Capitalism v. Democracy
Timothy K. Kuhner
Stanford Law Books
c/o Stanford University Press
425 Broadway, Redwood City, CA 94063
Victor Gulotta Communications
9780804791564, $27.95, 376pp, www.amazon.com
Synopsis: As of the latest national elections, it costs approximately $1 billion to become president, $10 million to become a Senator, and $1 million to become a Member of the House. High-priced campaigns, an elite class of donors and spenders, superPACs, and increasing corporate political power have become the new normal in American politics. In "Capitalism v. Democracy: Money in Politics and the Free Market Constitution", Timothy Kuhner (Associate Professor at the Georgia State University College of Law) explains how these conditions have corrupted American democracy, turning it into a system of rule that favors the wealthy and marginalizes ordinary citizens. Kuhner maintains that these conditions have corrupted capitalism as well, routing economic competition through political channels and allowing politically powerful companies to evade market forces. The Supreme Court has brought about both forms of corruption by striking down campaign finance reforms that limited the role of money in politics. Exposing the extreme economic worldview that pollutes constitutional interpretation, Kuhner shows how the Court became the architect of American plutocracy. "Capitalism v. Democracy: Money in Politics and the Free Market Constitution" offers the key to understanding why corporations are now citizens, money is political speech, limits on corporate spending are a form of censorship, democracy is a free market, and political equality and democratic integrity are unconstitutional constraints on money in politics. Supreme Court opinions have dictated these conditions in the name of the Constitution, as though the Constitution itself required the privatization of democracy. Kuhner explores the reasons behind these opinions, reveals that they form a blueprint for free market democracy, and demonstrates that this design corrupts both politics and markets. He argues that nothing short of a constitutional amendment can set the necessary boundaries between capitalism and democracy.
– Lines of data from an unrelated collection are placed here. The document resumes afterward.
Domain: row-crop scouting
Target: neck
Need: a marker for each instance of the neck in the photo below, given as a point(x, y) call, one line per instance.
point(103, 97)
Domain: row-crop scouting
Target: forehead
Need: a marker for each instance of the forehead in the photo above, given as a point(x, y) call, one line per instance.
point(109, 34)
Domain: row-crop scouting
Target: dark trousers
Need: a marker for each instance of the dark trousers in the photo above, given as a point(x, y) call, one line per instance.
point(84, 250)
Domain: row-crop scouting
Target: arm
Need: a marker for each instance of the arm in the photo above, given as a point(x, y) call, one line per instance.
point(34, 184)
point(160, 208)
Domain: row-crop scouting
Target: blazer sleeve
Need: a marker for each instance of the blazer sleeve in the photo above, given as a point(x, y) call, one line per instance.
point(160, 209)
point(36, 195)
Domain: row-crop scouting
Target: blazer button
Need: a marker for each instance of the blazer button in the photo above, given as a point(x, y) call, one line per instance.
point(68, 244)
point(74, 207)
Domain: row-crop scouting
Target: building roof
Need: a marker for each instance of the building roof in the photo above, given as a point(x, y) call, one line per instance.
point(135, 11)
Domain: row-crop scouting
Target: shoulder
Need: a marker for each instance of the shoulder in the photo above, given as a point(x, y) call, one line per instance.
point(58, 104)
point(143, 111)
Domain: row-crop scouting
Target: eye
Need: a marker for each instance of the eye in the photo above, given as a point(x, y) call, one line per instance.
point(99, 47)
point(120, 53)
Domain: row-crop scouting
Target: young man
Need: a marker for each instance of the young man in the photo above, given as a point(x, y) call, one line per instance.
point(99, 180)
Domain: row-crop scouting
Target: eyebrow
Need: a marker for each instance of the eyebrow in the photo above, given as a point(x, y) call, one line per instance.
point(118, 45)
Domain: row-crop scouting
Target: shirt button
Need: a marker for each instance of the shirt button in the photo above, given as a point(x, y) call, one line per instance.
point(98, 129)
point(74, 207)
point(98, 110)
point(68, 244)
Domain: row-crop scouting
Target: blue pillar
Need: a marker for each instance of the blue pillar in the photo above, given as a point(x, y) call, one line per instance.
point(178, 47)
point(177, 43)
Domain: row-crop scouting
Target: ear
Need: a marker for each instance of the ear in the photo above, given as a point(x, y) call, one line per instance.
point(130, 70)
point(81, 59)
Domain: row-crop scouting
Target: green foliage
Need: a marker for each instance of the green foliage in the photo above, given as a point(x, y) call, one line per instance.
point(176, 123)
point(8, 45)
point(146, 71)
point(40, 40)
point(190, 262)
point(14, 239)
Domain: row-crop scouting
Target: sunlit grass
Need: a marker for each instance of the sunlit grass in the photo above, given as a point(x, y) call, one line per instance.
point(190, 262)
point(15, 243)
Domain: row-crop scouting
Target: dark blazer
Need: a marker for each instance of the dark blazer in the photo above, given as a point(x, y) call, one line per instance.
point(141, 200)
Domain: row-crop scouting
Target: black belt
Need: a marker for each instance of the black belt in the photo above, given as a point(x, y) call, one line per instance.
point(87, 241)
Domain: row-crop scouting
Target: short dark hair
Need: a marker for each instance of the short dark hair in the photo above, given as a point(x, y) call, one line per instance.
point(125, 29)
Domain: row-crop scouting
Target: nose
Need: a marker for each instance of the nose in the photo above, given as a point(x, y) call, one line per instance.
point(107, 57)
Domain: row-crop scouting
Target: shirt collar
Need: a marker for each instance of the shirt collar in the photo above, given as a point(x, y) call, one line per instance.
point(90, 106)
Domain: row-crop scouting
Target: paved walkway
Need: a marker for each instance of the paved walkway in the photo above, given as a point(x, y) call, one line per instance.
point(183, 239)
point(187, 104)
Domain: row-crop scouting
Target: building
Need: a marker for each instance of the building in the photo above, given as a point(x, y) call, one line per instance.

Critique: As informed and informative as it is thoughtful and thought-provoking, "Capitalism v. Democracy: Money in Politics and the Free Market Constitution" is a minor masterpiece of political science and judicial scholarship. A seminal contribution to academic library collections, "Capitalism v. Democracy: Money in Politics and the Free Market Constitution" is exceptionally well written, organized and presented, making it ideal for the non-specialist general reader seeking a better and non-partisan understanding of the impact money has on democracy and the American political system. It should be noted that "Capitalism v. Democracy: Money in Politics and the Free Market Constitution" is also available in both a hardcover edition (9780804780667, $90.00) and a Kindle edition ($18.49).